The doorway that Might Whisk you to Hell ‘’Hell’s Gate” in Turkey’s Pamukkale

So, are these ’Hell’s Gate” in Turkey’s Pamukkale stories true or just a myth?

There is probably a no better way to prove one’s courage than by walking straight into the gaping maw of Hell, the Hell’s Gate of which can be found in Pamukkale. This legendary temple doorway was spewing out toxic gases and was referred to as the “gateway to the land of the dead”, and as some say to the lair of the evil one himself.

The gate was discovered in 2013 in the ancient city of Hierapolis in Pamukkale in southwestern Turkey. and was a place of ritualistic satanic worship, or so rumor has it. Still, it is a Plutonian religious site dedicated to the god Pluto, sometimes referred to as Pluto’s gate.

According to the same rumor, the three-headed hellhound under the ground was sacrificing innocents to Hades (Pluto), whom he accepted as a god. Because of this legend, the Temple of Apollo was built right next to the Gate of Hell (Plutonium). Now those who came to this city began to pay the clergy to sacrifice to the gods.

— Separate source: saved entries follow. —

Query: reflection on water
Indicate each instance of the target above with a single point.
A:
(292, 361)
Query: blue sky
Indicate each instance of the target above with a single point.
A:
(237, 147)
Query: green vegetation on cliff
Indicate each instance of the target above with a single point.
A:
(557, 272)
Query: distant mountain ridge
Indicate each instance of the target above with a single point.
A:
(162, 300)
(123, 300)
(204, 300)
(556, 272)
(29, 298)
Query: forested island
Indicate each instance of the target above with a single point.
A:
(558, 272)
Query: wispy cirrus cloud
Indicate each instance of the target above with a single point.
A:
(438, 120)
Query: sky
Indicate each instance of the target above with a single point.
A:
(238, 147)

During the ritual, a clergyman would first take the animal to be sacrificed into the temple. Inside the temple, the animal died instantly, as if by divine intervention! The priest was coming out of the temple alive. For many years, people wondered why the animals died while the clergy who entered the same place remained alive.

True or just a myth about Pamukkale’s Hells Gate spewing out toxic gas?

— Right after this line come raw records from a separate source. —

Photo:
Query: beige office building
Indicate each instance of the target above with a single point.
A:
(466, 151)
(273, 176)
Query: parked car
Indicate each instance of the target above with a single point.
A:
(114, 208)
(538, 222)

Because hot water was accumulating in the temple and carbon dioxide reacts with water, carbonic acid is formed, from which hydrogen ions dissociate, increasing the acidity of the system. Carbon dioxide is heavier than air, when the air gets colder at night, the gas accumulates on the floor and the ground is covered with deadly gases, which could be deadly for small animals. In religious ceremonies at that time, priests would hold their breaths and go to the cave with live animals. As if there was divine intervention, the animals were poisoned and died due to the gas inside, while the priests stayed alive. Thus, the priests were considered sacred, and the dead animals were considered a sacrifice to Hades.”

Because the Hell Gate, which is located around the temple today, is a very peaceful place full of clear waters. Although the ancient city is peaceful now, some curious scientists decided to follow this legend, which is also mentioned in historical documents. Hardy Pfanz, a volcano biologist at the University of Duisburg-Essen, visited Pamukkale in 2013. When Pfanz got here, he wasn’t quite sure what to find, what to expect. These stories could be just legends. However, he got the answers to the questions he was curious about very quickly.

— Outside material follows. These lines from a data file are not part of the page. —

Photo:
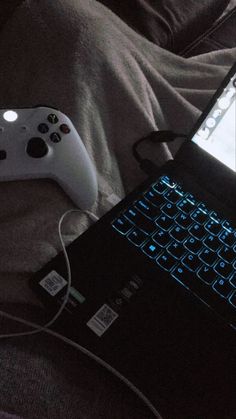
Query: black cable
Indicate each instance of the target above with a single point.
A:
(164, 136)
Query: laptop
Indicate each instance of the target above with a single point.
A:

Pfanz began to analyze the surrounding air with a portable gas measuring device he had brought with him. While the carbon dioxide rate in normal air was around 0.04 percent, this rate reached 80 percent around the temple.

According to scientists, even exposure to 10% carbon dioxide for a few minutes is life-threatening. As such, it turns out that the amount around the temple is indeed deadly.

So animals closer to the ground were quickly affected by the carbon dioxide. But because the clergy was taller, they inhaled less carbon dioxide. That’s Pfanz’s theory. Many scientists confirm this. Today, Hell’s Gate is built with bricks to prevent people from being exposed to high carbon dioxide. However, there is a walking path around Hell’s Gate so that visitors can see the historical structure.

Hierapolis is a fascinating place even in its final form. This ancient city, where mythology and earthly reality meet, is definitely worth seeing!